When we look at education the enrollment rate heralds good news however we need to strengthen the drive to ensure quality and retention.

 Ladies and Gentlemen,

Earlier this week, H.E. Prime Minister Hailemariam Desalegn came here to the UN Conference Centre to close a two day consultation with development partners and other stakeholders on the country’s second Growth and Transformation Plan.

The wind of commitment to accelerating development is still blowing strong and steady for Ethiopia, commonly referred to these days as a country in a hurry to develop.

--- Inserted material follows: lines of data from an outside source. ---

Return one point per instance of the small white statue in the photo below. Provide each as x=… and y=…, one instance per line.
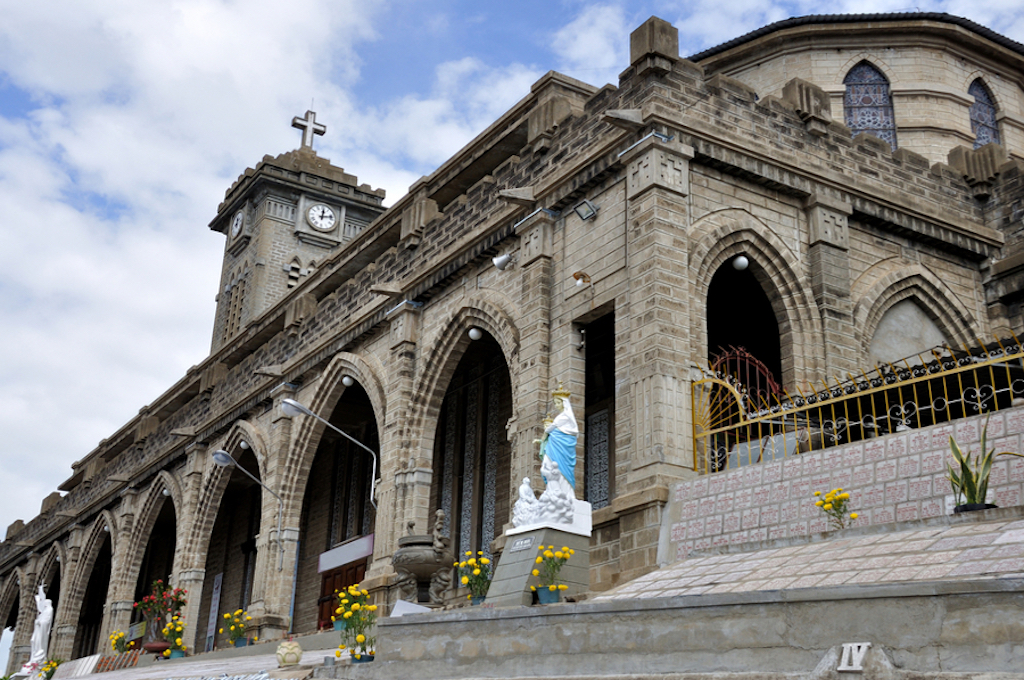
x=556, y=503
x=40, y=633
x=524, y=511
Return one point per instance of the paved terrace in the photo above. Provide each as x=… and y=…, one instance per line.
x=973, y=546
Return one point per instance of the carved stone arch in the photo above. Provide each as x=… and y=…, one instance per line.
x=371, y=374
x=212, y=491
x=124, y=582
x=725, y=234
x=489, y=311
x=886, y=284
x=871, y=58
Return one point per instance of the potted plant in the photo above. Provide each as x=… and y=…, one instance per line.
x=836, y=505
x=157, y=607
x=173, y=632
x=360, y=618
x=237, y=628
x=550, y=563
x=970, y=478
x=474, y=574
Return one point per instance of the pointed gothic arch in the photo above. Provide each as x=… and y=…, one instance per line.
x=888, y=283
x=495, y=314
x=724, y=235
x=984, y=124
x=867, y=102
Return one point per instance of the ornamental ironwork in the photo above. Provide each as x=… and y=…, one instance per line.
x=733, y=427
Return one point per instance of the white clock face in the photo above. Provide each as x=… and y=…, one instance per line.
x=322, y=217
x=237, y=223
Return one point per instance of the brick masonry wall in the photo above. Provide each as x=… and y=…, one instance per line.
x=894, y=478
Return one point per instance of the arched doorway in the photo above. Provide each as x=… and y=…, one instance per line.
x=742, y=329
x=90, y=619
x=158, y=560
x=230, y=557
x=472, y=455
x=337, y=520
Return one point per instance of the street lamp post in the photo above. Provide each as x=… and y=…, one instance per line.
x=293, y=408
x=223, y=459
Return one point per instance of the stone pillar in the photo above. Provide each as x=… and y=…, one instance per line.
x=535, y=388
x=657, y=215
x=403, y=495
x=829, y=263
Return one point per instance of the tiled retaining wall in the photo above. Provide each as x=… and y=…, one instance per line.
x=893, y=478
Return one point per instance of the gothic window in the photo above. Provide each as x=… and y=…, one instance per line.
x=983, y=123
x=867, y=104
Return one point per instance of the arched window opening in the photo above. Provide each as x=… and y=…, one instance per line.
x=472, y=455
x=742, y=332
x=90, y=621
x=983, y=123
x=867, y=103
x=336, y=512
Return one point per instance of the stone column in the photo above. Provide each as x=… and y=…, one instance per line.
x=403, y=494
x=535, y=263
x=829, y=263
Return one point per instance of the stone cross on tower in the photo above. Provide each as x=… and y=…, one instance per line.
x=309, y=127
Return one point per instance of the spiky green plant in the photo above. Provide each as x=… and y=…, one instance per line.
x=970, y=482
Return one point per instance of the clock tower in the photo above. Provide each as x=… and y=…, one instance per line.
x=283, y=219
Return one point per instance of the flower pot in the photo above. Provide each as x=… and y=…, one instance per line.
x=546, y=596
x=289, y=653
x=971, y=507
x=157, y=646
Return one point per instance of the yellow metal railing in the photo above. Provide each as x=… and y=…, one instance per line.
x=732, y=428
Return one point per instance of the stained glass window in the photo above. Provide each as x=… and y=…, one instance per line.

As Ethiopia embarks on the implementation of GTP II and Agenda 2030, the important lessons learnt in the MDGs must be digested and good practices replicated and even scaled up in the SDGs rollout process.

The United Nations Country Team is committed to continue working with Ethiopia to tackle the unfinished MDGs business while at the same time we rollout the Sustainable Development Goals in this country. 

This will require of all of us a number of concrete measures, ranging from the contextualization of the SDGs to national realities, mainstreaming of the 17 Goals and 169 targets into the national and sub-national development plans.

We will also need to assess the costing and financing needs for the Sustainable Development Goals.

As the MDGs monitoring and reporting exercises have shown, improved availability of data is crucial for sound analysis and decision making. Data will play a key role as we track and monitor results towards the achievement of the SDGs by 2030.

Excellencies, Ladies and Gentlemen,

We find ourselves at a unique point in Ethiopia’s development agenda where the UN global launch of the Agenda 2030 coincides with the launch of the GTP II and the rollout of the new UN Development Assistance Framework (UNDAF).

This is a timely opportunity that both the Government and the United Nations must grab so as to strategize and achieve our common vision of achieving sustainable human development, eradicating poverty, ensuring that we leave no one behind, and building a resilient Ethiopia.